The AHA outlines six principles for patient data sharing to help achieve these aims:

  • Entities funding scientific and medical research are encouraged to support and prioritize projects designed for or generalizable to historically underrepresented communities;
  • Entities and researchers that collect and use health information must be held to high standards, including acting as stewards and respecting the individuals from which the data were collected;
  • The above parties should be transparent regarding potential and actual uses of the data with those who contributed said data;
  • Efforts to increase awareness, education, and involvement in low-risk research should be encouraged to facilitate important future breakthroughs;
  • Researchers, institutions, and publishers are encouraged to make health information from research findings, including supporting data and data documentation, widely accessible to enable validation and replication research;
  • And federal law should establish protection and enforcement baselines for those whose health information is collected and used.

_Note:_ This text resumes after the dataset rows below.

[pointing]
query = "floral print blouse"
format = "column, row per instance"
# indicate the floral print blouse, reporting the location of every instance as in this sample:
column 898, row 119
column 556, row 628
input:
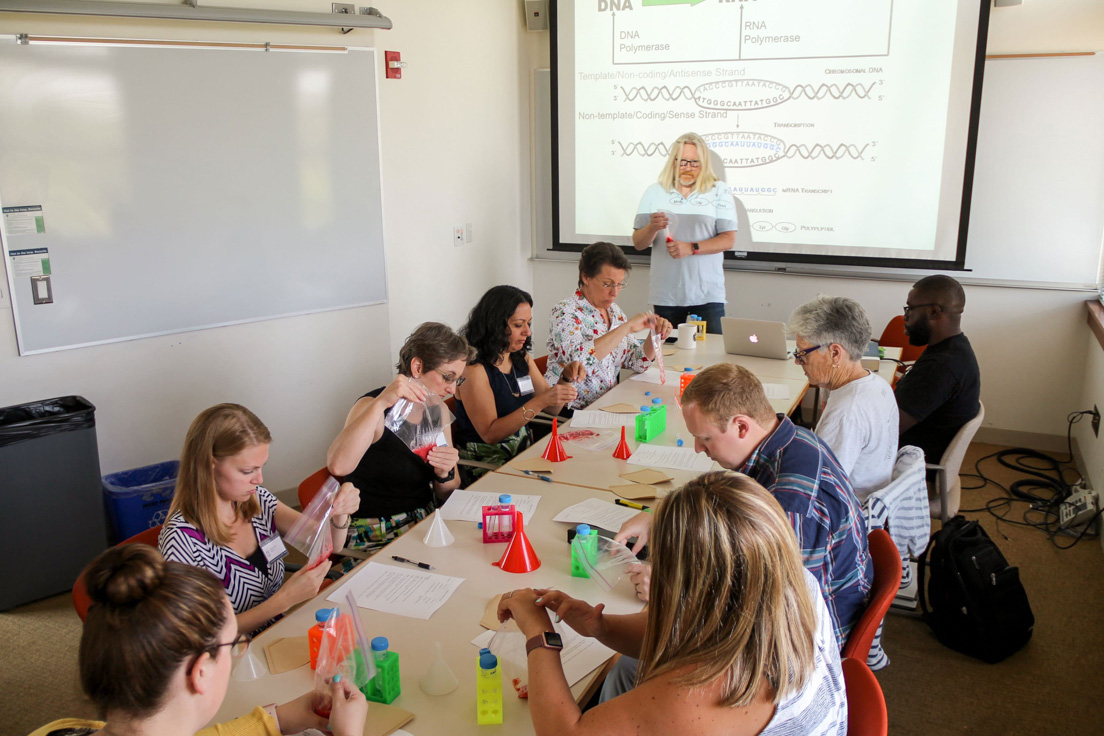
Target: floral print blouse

“The goal of these principles is to improve policy to support the use or reuse of health information in ways that are respectful of patients and research participants, equitable in impact in terms of both risks and potential benefits, and beneficial across broad and demographically diverse communities in the United States,” the statement notes.

The statement also indicates that these principles will guide the AHA’s public policy efforts related to data collection, sharing, and use, in addition to informing the organization’s research.

“These new principles regarding health information collection, sharing and use will inform the Association's public policy work and commitment to life-saving research, and underscore the need for transparency, privacy, education and a commitment to health equity across the data sharing spectrum," said Kayte Spector-Bagdady, JD, MBe, co-director of the Center for Bioethics and Social Sciences in Medicine at the University of Michigan Medical School, in the press release published alongside the policy guidance.